CITY HALL – Mayor Tishaura Jones relented Friday in her opposition to a $168 million COVID-19 spending package and voted to pass it out of the Board of Estimate and Apportionment.
But Jones still says $33 million in the bill for economic empowerment in north St. Louis main streets violates federal American Rescue Plan guidelines and could cause the federal government to demand the money back Nonetheless, she said during Friday’s estimate board meeting that it was important that the whole bill be passed so that other important COVID relief items in the bill can be distributed to city residents.
Jones, Comptroller Darlene Green and Board of Aldermen President Lewis Reed all voted for the bill, which the Board of Aldermen preliminarily approved on July 13. It now goes back to the Board of Aldermen for final approval. Jones promised to sign the bill, in spite of her concerns about it.
During a meeting of the estimate board on July 16, neither Jones nor Green would offer a second to Reed’s motion to approve the bill. It has remained stalled since then.

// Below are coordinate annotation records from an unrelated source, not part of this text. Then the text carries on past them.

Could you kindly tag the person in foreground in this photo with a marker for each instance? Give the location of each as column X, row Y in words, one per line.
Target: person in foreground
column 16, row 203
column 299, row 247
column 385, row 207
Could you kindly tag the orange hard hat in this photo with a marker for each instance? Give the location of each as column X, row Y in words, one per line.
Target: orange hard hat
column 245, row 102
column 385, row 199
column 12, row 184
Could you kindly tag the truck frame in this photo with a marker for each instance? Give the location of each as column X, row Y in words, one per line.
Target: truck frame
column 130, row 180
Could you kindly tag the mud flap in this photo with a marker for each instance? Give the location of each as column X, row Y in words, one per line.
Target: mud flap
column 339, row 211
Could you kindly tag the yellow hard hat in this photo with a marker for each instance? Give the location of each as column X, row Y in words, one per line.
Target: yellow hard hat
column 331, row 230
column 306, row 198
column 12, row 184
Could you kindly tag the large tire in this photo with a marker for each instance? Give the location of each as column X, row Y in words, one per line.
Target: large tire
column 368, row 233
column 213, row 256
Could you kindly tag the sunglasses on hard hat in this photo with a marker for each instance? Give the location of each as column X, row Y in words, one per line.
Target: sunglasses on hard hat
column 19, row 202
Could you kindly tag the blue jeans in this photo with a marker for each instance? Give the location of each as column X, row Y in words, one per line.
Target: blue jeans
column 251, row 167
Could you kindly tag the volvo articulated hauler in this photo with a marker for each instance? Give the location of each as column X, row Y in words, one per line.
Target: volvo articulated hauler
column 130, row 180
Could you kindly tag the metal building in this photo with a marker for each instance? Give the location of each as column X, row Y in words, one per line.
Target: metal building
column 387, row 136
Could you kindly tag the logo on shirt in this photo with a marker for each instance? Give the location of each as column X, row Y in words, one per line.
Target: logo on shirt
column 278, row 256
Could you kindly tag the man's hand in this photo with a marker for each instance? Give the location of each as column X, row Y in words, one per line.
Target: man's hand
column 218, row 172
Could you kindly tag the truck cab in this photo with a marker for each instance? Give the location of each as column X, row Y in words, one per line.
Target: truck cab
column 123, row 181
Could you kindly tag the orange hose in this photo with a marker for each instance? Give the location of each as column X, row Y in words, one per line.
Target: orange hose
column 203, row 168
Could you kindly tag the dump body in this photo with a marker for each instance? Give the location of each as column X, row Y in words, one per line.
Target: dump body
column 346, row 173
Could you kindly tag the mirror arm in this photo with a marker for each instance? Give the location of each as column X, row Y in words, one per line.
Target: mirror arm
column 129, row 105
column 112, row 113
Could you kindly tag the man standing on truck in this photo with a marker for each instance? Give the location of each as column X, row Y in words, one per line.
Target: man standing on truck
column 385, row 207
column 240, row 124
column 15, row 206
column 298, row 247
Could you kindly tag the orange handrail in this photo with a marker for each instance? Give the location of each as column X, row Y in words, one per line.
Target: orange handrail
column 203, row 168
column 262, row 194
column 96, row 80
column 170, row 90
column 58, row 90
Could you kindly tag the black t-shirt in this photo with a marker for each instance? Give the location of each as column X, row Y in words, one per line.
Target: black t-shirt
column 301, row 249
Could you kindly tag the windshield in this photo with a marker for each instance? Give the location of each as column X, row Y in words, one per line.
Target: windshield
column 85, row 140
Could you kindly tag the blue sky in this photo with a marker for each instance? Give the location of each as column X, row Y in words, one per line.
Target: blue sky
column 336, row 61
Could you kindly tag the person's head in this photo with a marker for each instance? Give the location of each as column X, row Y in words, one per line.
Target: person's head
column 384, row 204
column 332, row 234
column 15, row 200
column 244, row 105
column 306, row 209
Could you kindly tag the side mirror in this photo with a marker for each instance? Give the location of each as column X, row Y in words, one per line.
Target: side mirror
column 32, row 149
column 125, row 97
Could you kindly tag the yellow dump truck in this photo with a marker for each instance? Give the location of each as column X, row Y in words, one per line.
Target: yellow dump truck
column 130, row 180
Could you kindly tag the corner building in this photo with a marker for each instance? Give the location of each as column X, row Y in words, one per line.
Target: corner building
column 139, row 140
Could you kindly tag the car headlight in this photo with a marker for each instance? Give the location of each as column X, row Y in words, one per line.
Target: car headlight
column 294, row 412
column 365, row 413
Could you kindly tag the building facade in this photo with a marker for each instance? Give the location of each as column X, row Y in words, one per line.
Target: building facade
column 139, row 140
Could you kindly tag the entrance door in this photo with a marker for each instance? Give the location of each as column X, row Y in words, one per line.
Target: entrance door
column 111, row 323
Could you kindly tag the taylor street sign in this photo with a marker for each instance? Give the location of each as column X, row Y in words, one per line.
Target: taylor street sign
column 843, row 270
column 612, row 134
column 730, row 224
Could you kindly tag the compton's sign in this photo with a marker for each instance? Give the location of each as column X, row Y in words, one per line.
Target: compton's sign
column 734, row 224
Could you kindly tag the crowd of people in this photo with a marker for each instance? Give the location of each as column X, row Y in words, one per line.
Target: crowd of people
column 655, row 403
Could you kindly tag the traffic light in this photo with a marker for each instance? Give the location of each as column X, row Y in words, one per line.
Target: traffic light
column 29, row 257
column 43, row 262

“We’ve wasted enough time with President Reed,” the mayor said in a news conference after the estimate board meeting. “We have tried over and over and over again to work with him. And he refused to change one word. And the people of St. Louis can’t wait any longer.”

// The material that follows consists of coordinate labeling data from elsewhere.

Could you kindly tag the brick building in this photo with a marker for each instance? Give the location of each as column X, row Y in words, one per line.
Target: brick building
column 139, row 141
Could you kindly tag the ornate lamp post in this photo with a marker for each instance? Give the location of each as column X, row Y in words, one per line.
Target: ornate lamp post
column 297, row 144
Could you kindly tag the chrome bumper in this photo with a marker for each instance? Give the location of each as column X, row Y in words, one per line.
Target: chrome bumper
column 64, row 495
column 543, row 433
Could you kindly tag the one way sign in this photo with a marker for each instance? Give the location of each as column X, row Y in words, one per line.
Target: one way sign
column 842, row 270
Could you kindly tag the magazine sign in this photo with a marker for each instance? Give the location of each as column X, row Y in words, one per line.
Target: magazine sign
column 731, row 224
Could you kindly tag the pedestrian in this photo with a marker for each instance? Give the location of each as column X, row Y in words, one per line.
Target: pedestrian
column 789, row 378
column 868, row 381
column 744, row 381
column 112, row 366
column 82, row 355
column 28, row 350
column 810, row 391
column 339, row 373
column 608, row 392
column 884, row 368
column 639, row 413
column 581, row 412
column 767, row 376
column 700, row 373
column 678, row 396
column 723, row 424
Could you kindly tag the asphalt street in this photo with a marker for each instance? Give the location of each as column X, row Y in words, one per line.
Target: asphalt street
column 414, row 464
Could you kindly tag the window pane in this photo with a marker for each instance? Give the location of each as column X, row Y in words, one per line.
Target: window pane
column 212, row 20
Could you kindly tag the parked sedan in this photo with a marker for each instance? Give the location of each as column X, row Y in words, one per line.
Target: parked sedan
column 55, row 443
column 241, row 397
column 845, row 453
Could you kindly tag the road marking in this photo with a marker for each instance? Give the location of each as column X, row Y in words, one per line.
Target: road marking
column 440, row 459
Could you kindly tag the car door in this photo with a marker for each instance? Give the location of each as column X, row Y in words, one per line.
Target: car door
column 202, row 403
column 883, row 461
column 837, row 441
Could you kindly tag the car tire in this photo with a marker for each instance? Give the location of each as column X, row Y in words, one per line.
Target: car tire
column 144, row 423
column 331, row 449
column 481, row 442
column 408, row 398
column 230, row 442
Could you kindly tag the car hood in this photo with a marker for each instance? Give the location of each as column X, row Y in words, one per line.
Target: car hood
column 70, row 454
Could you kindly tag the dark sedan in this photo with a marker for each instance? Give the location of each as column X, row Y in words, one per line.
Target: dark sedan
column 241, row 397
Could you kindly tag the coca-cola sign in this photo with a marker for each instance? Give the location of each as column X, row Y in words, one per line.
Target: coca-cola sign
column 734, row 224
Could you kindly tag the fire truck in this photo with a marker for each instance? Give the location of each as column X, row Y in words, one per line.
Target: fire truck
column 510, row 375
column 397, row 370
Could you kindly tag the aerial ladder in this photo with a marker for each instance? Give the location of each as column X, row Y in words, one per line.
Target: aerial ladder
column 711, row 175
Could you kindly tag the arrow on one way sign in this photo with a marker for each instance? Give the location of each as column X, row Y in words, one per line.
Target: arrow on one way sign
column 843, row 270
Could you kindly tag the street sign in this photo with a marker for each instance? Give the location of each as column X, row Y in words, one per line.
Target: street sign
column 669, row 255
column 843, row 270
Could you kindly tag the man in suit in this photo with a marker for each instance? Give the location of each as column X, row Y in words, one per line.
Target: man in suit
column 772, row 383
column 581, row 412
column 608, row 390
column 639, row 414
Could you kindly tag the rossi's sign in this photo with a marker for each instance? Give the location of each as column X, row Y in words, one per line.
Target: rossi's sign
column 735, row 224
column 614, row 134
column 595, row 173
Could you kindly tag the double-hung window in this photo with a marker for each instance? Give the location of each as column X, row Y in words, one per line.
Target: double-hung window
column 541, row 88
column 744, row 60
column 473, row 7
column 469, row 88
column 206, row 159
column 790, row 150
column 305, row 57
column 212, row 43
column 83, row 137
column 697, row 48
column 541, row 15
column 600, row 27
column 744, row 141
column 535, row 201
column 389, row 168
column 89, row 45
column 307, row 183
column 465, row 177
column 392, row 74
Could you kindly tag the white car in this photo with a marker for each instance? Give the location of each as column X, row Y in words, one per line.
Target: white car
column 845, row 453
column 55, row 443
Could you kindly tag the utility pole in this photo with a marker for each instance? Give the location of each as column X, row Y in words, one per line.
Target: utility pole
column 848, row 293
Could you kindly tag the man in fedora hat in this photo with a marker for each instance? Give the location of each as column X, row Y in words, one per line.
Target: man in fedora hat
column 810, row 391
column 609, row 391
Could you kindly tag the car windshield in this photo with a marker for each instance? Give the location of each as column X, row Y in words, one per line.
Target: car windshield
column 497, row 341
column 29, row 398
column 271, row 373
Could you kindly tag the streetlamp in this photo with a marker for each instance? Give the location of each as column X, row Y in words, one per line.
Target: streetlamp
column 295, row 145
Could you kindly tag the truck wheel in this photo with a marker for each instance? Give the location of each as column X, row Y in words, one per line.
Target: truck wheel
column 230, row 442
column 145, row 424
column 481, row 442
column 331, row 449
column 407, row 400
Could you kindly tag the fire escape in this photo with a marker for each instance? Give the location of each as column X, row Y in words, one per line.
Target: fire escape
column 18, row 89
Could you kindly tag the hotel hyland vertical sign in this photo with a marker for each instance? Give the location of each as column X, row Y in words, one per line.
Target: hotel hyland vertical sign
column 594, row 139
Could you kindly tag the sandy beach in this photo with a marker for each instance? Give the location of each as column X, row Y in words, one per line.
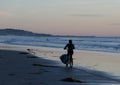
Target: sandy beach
column 42, row 66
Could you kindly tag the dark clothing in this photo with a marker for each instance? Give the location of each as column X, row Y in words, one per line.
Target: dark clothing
column 70, row 51
column 70, row 48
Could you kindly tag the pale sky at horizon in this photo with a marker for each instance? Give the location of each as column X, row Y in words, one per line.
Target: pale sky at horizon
column 62, row 17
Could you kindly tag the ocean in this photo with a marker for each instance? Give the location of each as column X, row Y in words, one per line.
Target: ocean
column 101, row 44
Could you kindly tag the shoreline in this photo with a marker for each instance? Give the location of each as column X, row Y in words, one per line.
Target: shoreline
column 18, row 66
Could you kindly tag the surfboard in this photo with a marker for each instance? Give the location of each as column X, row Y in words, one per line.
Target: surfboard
column 64, row 58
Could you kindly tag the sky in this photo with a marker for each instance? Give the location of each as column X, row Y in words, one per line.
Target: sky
column 62, row 17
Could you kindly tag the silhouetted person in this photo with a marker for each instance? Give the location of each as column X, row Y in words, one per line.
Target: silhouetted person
column 70, row 46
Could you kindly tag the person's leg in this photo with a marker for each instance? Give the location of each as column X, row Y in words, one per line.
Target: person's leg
column 71, row 61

During that news conference, a reporter asked what could be done to ease challenges and squabbles such as this one.
“I think you should ask President Reed that. I have come into this office with a willingness to work with everyone,” Jones asserted.
Reed said the $33 million would provide money for needy businesses on the streets of north St. Louis. The American Rescue Plan provides broad latitude for municipalities to make up lost revenue. He said President Joe Biden had talked about the importance of going into areas that had been economically depressed.
“The recovery in those areas would be a much steeper recovery and a much longer recovery,” Reed said. It’s important to put those dollars to work to stabilize those areas, he emphasized, noting that the mayor of Detroit had done the exact same thing.
Reed said that an auditor had looked at the St. Louis documents and said those expenditures would be acceptable.
Jim Brown, an attorney for the city, said that the final rule guiding how the American Rescue Plan Act money was spent would probably say that the money couldn’t be used for general economic development.
“Recipients must demonstrate that the funding is for the economic impact of COVID-19, of the COVID-19 related emergency only,” Brown said, quoting a government document.
“If they did a callback in three years, where are you going to find that money?” Brown asked. “You’ll have to go do something else or take it out of general revenues.”
Reed brought lawyer Elkin Kistner to the Zoom meeting to talk about an opinion he had written saying that the $33 million for North Side economic empowerment was acceptable. But Kistner was not allowed to speak, because he doesn’t work for the city.